Are you able/allowed to provide more details?
- Headquartered in Champaign, Illinois (not a bad town, but not sexy)
- As "cool" as their software is, not a lot of people use it. Python is eating their lunch, ESPECIALLY outside of academia. Although, they're losing ground in academia as well
- Stephen Wolfram isn't a charismatic leader who is fun to work for. There's no shortage of stories of him short circuiting in meetings and treating employees disrespectfully.
- They're not doing quite as much cutting edge stuff (that matters, at least) these days. Their AI/ML suite isn't that interesting, numpy/scipy does a lot of numerical stuff better, Matlab does a lot of stuff (like digital signal processing, for example) better. And Python, being free and open source, is a better prototyping language for most stuff. Symbolic computing is probably the one place it is actually a leader in... but for so many applications in the real world (engineering, r&d, real-time algorithms, etc) symbolic computing simply isn't needed.

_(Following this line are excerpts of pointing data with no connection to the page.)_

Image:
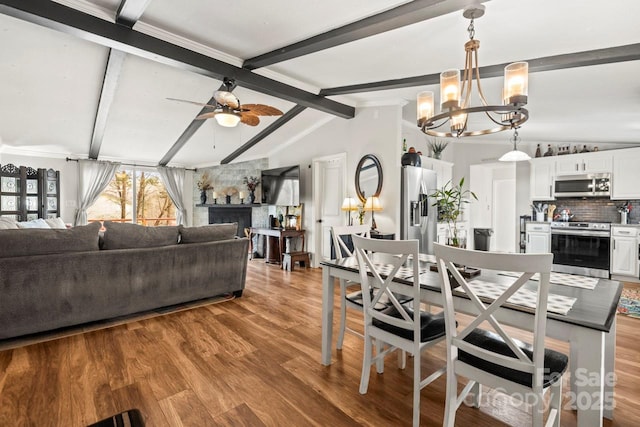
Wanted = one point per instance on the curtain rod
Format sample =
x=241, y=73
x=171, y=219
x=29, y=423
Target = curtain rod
x=130, y=164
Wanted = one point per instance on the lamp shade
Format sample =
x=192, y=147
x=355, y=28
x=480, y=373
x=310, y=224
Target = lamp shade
x=227, y=120
x=372, y=204
x=349, y=204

As you hint at, they can attract some talent because there are opportunities to work on some niche stuff that's hard to work on elsewhere. But that's a minority of roles at the company.
Source: Used to work there.
How do they pay compared to other midwestern employers?
Their Glassdoor reviews used to be a bit dodgy too, nothing you wouldn't be able to guess after watching 10 minutes of any video of you-know-who though.
They are also just small, only a few hundred people if I remember correctly.